There’s no question (among rational people, anyway) that change is sorely needed, and after the last eight years hope is a precious and endangered commodity. Hope is the fuel of change, and sadly a lot of our traditional reserves are running dry.
I want to hope, and I’m being implored to hope, but really, should I? With all due respect to Bismarck, I find that for me, politics is the art of the probable. It wasn’t always that way. I wasn’t born cynical, and have, through the years, invested a good deal of my emotional capital in various and sundry hope futures markets. The results? Well, either the candidate in question gets beaten or, if he/she wins, winds up becoming part of the problem. After awhile it gets just about impossible to buy the shiny happy rhetoric.

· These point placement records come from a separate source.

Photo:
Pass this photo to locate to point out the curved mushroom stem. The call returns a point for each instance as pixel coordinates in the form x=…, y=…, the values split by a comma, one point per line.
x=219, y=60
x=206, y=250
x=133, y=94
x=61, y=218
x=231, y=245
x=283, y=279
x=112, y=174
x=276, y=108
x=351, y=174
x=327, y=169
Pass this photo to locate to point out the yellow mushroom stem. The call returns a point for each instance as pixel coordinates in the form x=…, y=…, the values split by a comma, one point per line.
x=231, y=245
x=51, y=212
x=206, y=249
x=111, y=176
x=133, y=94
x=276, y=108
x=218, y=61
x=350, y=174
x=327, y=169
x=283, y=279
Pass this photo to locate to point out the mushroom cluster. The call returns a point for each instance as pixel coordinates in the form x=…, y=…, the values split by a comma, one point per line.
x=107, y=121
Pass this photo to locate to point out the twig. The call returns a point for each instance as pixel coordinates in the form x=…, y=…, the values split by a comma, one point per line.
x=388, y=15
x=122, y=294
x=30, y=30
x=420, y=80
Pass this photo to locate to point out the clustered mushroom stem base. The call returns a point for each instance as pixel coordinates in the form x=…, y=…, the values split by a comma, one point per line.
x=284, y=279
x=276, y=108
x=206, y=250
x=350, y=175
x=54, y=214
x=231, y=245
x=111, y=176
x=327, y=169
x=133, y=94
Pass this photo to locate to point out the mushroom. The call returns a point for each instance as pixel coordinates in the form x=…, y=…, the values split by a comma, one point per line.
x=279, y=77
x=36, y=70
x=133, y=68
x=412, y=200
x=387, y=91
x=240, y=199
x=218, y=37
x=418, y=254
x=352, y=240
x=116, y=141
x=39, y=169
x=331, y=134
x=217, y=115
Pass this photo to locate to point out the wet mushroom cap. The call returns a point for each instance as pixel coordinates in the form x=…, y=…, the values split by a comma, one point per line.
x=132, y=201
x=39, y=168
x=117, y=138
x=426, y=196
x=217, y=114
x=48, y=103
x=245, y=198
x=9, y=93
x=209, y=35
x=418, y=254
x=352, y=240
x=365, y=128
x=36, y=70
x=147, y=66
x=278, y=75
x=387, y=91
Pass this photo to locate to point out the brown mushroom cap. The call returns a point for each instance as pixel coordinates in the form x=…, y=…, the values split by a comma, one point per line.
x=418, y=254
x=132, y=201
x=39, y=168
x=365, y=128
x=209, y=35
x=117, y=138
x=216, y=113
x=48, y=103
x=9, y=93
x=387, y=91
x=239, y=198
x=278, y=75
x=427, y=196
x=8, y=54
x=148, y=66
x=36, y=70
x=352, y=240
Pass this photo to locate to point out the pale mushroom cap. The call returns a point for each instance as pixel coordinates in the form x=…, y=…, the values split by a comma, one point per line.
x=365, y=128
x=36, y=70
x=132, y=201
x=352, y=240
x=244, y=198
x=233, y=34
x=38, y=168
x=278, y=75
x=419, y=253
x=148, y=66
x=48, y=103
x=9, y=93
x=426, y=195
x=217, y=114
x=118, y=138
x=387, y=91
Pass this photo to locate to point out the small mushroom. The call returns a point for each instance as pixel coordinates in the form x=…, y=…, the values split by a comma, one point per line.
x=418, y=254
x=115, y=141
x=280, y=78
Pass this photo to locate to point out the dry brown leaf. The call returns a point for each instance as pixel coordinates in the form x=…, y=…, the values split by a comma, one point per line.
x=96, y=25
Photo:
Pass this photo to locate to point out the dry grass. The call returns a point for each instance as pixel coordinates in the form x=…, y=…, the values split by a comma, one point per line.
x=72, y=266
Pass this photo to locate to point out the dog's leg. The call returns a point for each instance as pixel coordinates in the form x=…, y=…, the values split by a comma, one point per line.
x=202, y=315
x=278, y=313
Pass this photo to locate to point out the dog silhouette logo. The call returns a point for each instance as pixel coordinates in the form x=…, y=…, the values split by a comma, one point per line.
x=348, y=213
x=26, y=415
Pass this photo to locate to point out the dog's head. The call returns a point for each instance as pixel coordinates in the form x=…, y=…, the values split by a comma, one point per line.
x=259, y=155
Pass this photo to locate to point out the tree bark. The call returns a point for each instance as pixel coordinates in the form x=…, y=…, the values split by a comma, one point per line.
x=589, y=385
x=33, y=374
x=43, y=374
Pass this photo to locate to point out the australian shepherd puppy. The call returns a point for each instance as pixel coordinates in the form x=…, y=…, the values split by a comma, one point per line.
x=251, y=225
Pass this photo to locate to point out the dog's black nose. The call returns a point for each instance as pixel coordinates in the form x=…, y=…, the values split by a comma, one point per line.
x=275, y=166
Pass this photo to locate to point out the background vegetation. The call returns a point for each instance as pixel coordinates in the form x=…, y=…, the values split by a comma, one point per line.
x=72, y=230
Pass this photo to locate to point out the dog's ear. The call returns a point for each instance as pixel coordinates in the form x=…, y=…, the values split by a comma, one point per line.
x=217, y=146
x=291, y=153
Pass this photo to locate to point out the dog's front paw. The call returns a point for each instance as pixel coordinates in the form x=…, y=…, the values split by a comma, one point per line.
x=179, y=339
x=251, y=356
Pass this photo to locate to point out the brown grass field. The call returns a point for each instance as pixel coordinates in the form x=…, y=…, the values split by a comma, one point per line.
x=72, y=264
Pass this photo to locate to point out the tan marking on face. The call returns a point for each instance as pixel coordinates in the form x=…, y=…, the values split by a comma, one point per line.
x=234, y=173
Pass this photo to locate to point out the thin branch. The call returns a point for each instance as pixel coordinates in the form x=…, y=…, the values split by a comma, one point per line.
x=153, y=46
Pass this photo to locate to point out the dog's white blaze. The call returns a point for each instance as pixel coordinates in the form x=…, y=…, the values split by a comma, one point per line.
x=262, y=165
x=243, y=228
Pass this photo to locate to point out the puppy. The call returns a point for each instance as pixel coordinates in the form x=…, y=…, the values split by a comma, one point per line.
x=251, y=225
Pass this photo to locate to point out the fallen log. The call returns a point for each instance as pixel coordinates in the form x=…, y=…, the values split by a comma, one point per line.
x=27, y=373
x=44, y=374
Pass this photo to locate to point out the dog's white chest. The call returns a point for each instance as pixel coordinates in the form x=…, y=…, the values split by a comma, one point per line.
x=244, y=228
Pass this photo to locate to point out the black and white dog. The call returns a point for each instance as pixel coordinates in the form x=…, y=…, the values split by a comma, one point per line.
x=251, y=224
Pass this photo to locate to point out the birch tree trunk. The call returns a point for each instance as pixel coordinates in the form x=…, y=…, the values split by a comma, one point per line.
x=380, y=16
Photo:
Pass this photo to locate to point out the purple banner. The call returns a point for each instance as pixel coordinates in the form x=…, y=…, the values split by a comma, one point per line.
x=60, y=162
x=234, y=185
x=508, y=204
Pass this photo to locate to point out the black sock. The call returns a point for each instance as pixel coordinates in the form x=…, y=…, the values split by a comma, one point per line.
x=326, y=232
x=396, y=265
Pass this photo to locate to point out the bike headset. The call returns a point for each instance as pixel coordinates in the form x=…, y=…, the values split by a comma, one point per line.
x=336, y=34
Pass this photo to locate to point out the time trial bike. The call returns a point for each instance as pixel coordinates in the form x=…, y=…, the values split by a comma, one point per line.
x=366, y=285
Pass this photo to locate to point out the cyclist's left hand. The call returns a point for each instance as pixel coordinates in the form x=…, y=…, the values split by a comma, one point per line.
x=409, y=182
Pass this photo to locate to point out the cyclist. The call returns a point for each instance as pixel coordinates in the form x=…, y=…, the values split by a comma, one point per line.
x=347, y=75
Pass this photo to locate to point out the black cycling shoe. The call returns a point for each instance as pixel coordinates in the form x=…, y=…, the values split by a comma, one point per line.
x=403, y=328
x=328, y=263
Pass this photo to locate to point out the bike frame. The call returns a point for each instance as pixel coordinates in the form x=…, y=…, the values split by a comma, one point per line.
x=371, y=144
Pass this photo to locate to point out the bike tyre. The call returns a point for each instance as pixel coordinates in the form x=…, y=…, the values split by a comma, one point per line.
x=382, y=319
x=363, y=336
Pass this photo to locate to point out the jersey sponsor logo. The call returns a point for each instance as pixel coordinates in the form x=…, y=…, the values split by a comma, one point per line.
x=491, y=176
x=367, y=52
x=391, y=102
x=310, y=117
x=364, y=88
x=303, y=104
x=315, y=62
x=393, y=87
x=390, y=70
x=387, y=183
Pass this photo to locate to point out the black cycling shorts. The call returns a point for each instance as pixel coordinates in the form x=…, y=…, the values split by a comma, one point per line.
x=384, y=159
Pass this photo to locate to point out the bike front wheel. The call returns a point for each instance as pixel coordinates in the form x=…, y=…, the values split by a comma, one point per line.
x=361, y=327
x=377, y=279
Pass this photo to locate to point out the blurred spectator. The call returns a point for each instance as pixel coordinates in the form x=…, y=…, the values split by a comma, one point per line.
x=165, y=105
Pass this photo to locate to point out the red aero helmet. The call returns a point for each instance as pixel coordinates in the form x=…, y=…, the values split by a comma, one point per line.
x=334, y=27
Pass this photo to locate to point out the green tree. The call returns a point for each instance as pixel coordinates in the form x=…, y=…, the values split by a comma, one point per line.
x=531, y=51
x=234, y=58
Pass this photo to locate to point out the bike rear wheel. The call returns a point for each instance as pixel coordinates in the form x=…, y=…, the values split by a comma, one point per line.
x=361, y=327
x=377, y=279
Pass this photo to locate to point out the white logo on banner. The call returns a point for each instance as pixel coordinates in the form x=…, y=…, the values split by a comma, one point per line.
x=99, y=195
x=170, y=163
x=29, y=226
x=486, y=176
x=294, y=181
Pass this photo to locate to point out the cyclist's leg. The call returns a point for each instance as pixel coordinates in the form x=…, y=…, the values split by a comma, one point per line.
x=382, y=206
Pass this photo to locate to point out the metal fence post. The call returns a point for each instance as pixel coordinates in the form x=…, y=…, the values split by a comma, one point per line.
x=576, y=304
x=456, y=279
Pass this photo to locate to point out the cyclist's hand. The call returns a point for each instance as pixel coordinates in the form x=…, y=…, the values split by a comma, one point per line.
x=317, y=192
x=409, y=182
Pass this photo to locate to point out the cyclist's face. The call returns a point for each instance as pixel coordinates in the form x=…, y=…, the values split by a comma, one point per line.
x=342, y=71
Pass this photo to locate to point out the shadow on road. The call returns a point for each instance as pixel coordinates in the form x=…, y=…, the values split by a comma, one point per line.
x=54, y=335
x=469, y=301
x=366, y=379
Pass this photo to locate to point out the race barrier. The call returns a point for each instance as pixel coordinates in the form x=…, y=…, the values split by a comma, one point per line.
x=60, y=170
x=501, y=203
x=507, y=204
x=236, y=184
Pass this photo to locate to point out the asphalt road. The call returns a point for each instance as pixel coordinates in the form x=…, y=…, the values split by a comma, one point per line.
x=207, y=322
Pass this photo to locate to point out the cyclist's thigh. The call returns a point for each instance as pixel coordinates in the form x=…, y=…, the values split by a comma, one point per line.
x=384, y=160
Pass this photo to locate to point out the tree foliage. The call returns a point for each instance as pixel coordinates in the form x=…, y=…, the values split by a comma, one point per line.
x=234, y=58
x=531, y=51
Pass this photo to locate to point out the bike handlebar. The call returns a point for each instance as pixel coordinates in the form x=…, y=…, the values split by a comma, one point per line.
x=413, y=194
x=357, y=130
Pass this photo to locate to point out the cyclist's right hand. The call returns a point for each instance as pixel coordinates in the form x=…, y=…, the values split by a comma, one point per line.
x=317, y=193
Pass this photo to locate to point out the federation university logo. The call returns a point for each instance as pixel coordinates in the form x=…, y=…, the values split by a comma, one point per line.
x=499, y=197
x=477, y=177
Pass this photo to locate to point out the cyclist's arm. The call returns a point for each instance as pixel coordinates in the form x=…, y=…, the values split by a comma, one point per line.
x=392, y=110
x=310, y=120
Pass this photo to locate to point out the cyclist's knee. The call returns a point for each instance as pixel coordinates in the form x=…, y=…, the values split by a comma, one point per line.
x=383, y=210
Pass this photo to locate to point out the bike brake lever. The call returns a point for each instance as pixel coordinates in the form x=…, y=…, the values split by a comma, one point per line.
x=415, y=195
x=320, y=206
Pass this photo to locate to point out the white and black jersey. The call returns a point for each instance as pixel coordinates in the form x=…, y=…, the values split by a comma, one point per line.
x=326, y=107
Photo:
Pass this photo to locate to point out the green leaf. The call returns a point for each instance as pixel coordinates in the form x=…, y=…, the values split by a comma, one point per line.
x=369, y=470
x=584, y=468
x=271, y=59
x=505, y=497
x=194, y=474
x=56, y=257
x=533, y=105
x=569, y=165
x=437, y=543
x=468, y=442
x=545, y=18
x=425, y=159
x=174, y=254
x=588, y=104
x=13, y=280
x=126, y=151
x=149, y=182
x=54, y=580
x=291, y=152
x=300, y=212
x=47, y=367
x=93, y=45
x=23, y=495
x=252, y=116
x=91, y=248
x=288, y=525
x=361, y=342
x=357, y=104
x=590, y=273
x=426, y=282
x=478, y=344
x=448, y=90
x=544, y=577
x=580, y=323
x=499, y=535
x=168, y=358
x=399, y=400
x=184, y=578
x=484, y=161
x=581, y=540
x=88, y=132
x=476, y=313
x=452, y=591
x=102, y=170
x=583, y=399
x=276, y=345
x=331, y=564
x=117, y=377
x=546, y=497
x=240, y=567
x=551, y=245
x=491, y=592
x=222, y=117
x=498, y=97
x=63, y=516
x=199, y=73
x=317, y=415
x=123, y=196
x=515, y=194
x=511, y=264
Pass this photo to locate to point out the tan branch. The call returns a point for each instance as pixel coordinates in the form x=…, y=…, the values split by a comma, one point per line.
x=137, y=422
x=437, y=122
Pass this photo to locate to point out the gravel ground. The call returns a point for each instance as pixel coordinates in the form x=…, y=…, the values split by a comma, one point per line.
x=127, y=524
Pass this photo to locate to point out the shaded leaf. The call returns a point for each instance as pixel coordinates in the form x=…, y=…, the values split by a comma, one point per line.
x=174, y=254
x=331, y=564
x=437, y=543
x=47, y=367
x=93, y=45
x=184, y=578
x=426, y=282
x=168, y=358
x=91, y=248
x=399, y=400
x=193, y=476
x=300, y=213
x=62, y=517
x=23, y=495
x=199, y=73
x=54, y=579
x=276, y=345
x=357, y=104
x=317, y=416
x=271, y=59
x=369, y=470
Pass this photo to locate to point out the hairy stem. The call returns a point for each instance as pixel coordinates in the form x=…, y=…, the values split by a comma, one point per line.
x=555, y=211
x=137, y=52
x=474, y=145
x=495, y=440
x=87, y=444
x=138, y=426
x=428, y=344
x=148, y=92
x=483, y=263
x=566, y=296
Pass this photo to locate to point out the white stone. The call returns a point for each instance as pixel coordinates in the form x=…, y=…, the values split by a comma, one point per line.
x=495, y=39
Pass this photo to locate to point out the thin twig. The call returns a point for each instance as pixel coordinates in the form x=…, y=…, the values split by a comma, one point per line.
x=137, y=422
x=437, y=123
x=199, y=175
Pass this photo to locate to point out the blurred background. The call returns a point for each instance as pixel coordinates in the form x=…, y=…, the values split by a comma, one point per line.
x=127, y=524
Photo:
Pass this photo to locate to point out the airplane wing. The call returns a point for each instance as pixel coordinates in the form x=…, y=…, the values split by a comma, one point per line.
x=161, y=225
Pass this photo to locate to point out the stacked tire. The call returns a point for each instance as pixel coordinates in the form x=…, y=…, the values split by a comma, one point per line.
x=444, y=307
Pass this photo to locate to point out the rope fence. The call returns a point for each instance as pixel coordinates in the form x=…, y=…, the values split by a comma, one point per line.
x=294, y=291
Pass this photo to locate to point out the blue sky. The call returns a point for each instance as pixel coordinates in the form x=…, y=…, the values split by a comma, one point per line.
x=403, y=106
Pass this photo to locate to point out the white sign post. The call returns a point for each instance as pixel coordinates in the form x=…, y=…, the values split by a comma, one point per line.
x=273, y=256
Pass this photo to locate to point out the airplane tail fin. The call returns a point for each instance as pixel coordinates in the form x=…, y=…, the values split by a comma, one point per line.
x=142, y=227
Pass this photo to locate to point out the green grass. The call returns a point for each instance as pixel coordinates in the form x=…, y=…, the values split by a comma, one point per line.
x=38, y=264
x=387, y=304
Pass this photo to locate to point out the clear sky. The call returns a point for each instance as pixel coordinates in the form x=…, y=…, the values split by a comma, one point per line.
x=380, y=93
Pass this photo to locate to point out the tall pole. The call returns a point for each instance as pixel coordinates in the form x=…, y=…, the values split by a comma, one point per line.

But … Obama is different, right? The jury is still out on that one. There was nothing in his FISA capitulation to spark a lot of hope and his willingness to continue Bush’s faith-based bullshit is more than a little annoying for a guy who’s had about enough of the hellish admixture of government and religion for one lifetime. On the other hand, he opposed the invasion of Iraq and has so far insisted on a unifying tone on the campaign trail – and that last part is encouraging, given that for the last couple of decades politics has been mostly about corrosive divide and conquer tactics aimed at the American public. He’s on TV right now saying the right things about health care and education and energy. When push comes to shove, though, we don’t know as much as we need to about Sen. Obama to invest freely and openly. (Not that his lack of experience bothers me all that much – we’re in the mess we’re in thanks to people with a great deal of experience.)
My colleague at S&R, JS O’Brien, leans toward the optimistic side. He points out that you can’t do any good if you don’t get elected, and in order to do that you have to account for the realities of the political landscape. This is true, of course, but part of me stubbornly argues back that I need my leaders to lead, not follow.
Fortunately, hope and cynicism aren’t mutually exclusive mindsets. I’m capable of hoping powerfully without shutting my mind down and I’m also capable of assessing discouraging likelihoods without slitting my wrists. The fact that my favorite team has a one-in-a-thousand chance of winning the championship doesn’t keep me from watching the games and rooting hard for the good guys.
Where Obama is concerned, I guess I’m like Missouri: show me. I want change, I’m hopeful of change and I’m willing to work hard to make change a reality. Nothing would give me greater pleasure than to be able to look back on this moment as the point where the entire course of American and human history shifted, dramatically, toward a couorse that’s more enlightened, more progressive, more united, and more humane.
But there’s nothing about the candidacy of Barack Obama that has me making any blind leaps o’ faith. I’m pulling for the man, but there’s too much about the history of “hope” and even more about the money and media dynamics shaping our political engines these days that suggests caution.
So I’ll be cheering loudly and doing what I can to help Obama stave off four more years of Bush. But I’ll be betting small until I actually see change.